System:
OS: Ubuntu 16.04
GPU: GTX 1080
CUDA: 8.0.61
cuDNN: 6.0.21
As of this afternoon, my caffe, which was working fine for two weeks, stopped working. I didn't consciously change anything on my system. Caffe now exits with:
I1025 15:01:10.109141 1036 net.cpp:380] convolution_1 -> convolution_1
E1025 15:01:10.180095 1042 common.cpp:114] Cannot create Cublas handle. Cublas won't be available.
F1025 15:01:10.238710 1036 cudnn_conv_layer.cpp:53] Check failed: status == CUDNN_STATUS_SUCCESS (4 vs. 0) CUDNN_STATUS_INTERNAL_ERROR
*** Check failure stack trace: ***
@ 0x7fadb236f5cd google::LogMessage::Fail()
@ 0x7fadb2371433 google::LogMessage::SendToLog()
@ 0x7fadb236f15b google::LogMessage::Flush()
@ 0x7fadb2371e1e google::LogMessageFatal::~LogMessageFatal()
@ 0x7fadb292f0bb caffe::CuDNNConvolutionLayer<>::LayerSetUp()
@ 0x7fadb2a65ddc caffe::Net<>::Init()
@ 0x7fadb2a6862e caffe::Net<>::Net()
@ 0x7fadb2a1afc5 caffe::Solver<>::InitTrainNet()
@ 0x7fadb2a1c435 caffe::Solver<>::Init()
@ 0x7fadb2a1c74f caffe::Solver<>::Solver()

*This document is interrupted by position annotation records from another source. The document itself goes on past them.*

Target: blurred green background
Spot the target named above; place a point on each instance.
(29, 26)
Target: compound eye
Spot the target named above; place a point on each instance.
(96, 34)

@ 0x7fadb2a46e31 caffe::Creator_SGDSolver<>()
@ 0x40bd33 train()
@ 0x408450 main
@ 0x7fadb105b830 __libc_start_main
@ 0x408c79 _start
@ (nil) (unknown)
This problem is not
new, but it seems that either it was a memory issue or it was never resolved. For test purposes I'm training on the MNIST dataset with LeNet, so memory is no problem here.
To resolve this I completely reinstalled CUDA/cuDNN and caffe. The CUDA samples as well as the caffe runtest are working just fine, but the error is still there.
The only strange thing I found is the error message right before the fatal error:
E1025 15:01:10.180095 1042 common.cpp:114] Cannot create Cublas handle. Cublas won't be available.
Can someone shed some light on this?